I realize this is an overly simplistic view to a really complicated issue but it gives everybody out there something to think about. Hopefully the manufacturers sit up and take notice. Those are the guys who are suffering the most. Their feeble attempts to "develop" new markets like five channel amps for the HT crowd will only last so long. When it's all said and done, I'd lay good money that the majority of the people buying high-end HT gear are audiophiles, that and yuppie pukes trying to outdo their buddies. The walk-in's to the hi-end retailers that sell HT usually run-out after seeing the prices. Quality sights and sounds be damned. After experiencing the sticker shock of hi-end, the general public is speeding their way to the big-box superstores.
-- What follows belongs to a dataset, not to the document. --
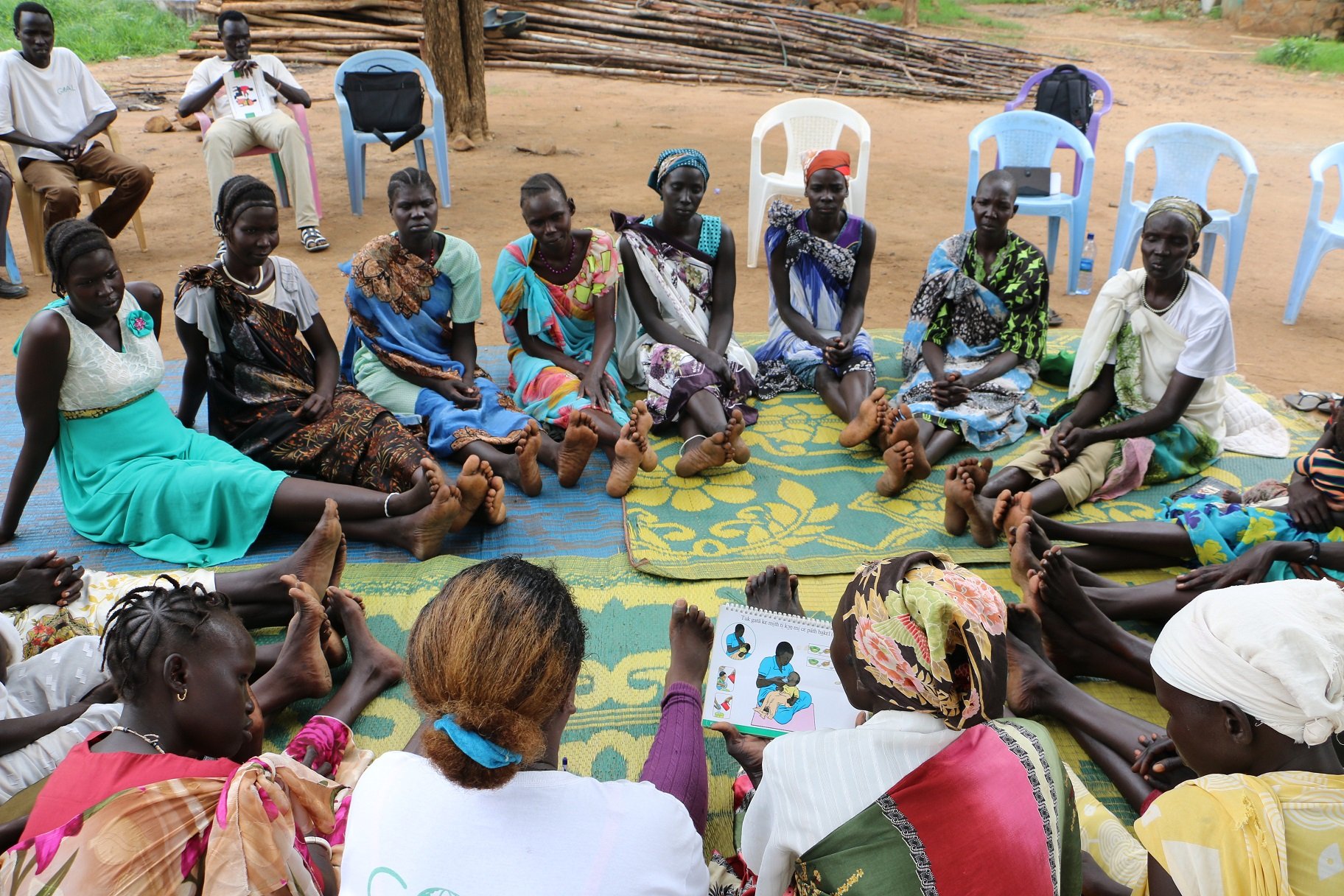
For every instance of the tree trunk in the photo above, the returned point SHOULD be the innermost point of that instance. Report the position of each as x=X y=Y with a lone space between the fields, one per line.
x=455 y=49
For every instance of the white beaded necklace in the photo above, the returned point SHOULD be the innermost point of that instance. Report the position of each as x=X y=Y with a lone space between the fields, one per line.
x=1143 y=295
And as a Kicker, one last thing to think
While you are at it, sit down at your computer and type up an ABC's of audio. Give it as a hand out to each new face that walks in your door. The ABC's should explain the differences between a mass market big box system and a good sounding moderately priced system. Tell them what to listen for, what to look for, things like that. Give specific real world examples using common albums and artists. The music that average guys listens to. Whatever you do, don't scare them away with high priced systems. Lead them to a moderately priced system first. Don't go for the jugular right away. Remember, you have to learn to walk before you can run. Recognize that your potential customer is on a limited budget.
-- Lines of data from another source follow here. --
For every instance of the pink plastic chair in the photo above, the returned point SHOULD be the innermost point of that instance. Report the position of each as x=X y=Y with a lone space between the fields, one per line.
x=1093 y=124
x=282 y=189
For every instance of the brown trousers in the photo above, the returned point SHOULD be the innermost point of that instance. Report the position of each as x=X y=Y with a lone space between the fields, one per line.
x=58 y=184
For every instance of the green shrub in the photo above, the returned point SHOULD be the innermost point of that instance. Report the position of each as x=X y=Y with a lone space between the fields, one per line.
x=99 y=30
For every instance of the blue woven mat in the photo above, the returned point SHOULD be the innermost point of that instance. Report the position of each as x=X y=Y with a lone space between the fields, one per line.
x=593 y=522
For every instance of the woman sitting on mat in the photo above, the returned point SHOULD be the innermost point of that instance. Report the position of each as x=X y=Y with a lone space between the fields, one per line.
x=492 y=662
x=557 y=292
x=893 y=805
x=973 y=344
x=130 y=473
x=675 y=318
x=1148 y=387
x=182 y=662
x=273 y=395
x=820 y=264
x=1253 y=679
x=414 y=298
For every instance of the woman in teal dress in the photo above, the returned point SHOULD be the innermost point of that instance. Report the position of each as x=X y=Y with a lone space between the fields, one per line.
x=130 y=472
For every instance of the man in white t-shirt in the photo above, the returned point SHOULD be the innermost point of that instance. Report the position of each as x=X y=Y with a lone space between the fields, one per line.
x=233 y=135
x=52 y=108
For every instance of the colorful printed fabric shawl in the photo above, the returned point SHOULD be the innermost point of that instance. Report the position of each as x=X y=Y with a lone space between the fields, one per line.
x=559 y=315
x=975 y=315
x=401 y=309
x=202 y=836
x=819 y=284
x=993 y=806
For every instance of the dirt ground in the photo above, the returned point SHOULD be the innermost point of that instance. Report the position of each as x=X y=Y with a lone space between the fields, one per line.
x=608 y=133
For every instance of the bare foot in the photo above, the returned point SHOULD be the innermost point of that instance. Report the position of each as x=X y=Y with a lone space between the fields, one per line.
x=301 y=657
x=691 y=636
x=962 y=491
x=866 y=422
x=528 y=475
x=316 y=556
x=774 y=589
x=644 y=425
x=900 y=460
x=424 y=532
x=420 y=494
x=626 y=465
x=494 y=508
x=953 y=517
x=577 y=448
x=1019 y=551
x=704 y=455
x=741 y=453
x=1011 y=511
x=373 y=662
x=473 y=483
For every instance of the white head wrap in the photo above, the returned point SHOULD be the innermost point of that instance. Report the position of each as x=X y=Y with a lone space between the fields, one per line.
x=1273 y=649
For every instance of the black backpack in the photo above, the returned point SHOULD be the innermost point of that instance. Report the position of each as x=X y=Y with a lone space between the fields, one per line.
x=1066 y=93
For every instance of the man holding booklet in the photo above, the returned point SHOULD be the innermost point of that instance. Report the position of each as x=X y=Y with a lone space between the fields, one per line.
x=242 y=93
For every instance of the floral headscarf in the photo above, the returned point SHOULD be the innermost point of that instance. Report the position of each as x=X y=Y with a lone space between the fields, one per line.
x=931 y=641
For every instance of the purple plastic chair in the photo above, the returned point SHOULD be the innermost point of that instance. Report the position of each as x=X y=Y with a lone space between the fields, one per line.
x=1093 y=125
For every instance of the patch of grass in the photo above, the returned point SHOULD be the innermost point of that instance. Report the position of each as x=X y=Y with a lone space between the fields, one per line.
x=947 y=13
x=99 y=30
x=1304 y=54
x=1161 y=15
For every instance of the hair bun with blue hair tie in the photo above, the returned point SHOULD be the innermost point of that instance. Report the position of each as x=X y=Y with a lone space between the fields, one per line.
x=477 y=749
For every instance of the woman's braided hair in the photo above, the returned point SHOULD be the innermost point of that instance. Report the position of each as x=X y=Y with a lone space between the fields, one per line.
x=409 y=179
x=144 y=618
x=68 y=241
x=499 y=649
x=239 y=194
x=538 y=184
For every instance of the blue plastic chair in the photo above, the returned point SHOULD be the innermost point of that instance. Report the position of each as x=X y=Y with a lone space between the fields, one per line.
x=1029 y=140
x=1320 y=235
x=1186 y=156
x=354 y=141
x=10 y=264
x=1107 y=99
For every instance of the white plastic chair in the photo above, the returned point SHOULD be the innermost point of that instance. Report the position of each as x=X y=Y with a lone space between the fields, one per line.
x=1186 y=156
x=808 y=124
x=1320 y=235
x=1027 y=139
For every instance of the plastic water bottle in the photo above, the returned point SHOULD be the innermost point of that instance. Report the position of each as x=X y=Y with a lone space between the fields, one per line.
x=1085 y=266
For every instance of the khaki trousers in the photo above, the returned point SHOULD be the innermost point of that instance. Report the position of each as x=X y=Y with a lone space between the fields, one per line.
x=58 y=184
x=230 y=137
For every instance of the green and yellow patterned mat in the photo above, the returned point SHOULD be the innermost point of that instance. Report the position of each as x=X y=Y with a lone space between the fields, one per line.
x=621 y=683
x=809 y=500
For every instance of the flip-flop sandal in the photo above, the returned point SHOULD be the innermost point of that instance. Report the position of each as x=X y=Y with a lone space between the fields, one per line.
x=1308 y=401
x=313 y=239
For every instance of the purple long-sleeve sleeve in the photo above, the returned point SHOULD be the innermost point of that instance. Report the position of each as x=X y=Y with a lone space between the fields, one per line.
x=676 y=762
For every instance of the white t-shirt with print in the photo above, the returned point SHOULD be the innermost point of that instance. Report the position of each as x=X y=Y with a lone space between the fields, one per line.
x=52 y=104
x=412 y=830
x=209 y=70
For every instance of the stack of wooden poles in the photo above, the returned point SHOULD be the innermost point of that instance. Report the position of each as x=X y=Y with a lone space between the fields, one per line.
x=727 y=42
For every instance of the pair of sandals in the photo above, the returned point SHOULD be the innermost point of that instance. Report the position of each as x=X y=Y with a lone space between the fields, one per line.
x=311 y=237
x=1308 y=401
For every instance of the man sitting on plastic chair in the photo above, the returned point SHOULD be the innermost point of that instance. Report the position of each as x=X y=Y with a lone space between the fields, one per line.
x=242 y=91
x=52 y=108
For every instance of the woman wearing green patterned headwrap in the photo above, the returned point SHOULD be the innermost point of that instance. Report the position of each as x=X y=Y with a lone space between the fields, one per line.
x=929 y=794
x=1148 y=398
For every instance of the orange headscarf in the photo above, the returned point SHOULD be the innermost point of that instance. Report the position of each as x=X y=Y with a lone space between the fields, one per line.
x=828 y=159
Bottom line. All of you in the manufacturing world damned well better do something in one hell of a hurry if you expect to survive. Death is at your doorstep and all you are doing is hiding in the closet hoping he will go away. Last time I checked, hope isn't a strategy. Never has been and never will be. You've got to do something if you expect to survive. And don't think that the Home Theatre market is going to be your savior. It won't be. The average consumer isn't going to spend the kind of dollars you are charging. Remember, you haven't done a proper job of educating the consumers about why high end gear sounds better and thusly, worth more money. That, my friends, is where you need to start.
For those of us who love this industry and our hobby, all we can do is through rocks and stones at deaths doorstep. Ultimately, we (the average audiophile) will have little effect on this situation. This fight is really up to the manufactures. All we can do is offer up suggestions and constructive criticism hoping they will pay attention.
I can be a preachy sod sometimes... sorry.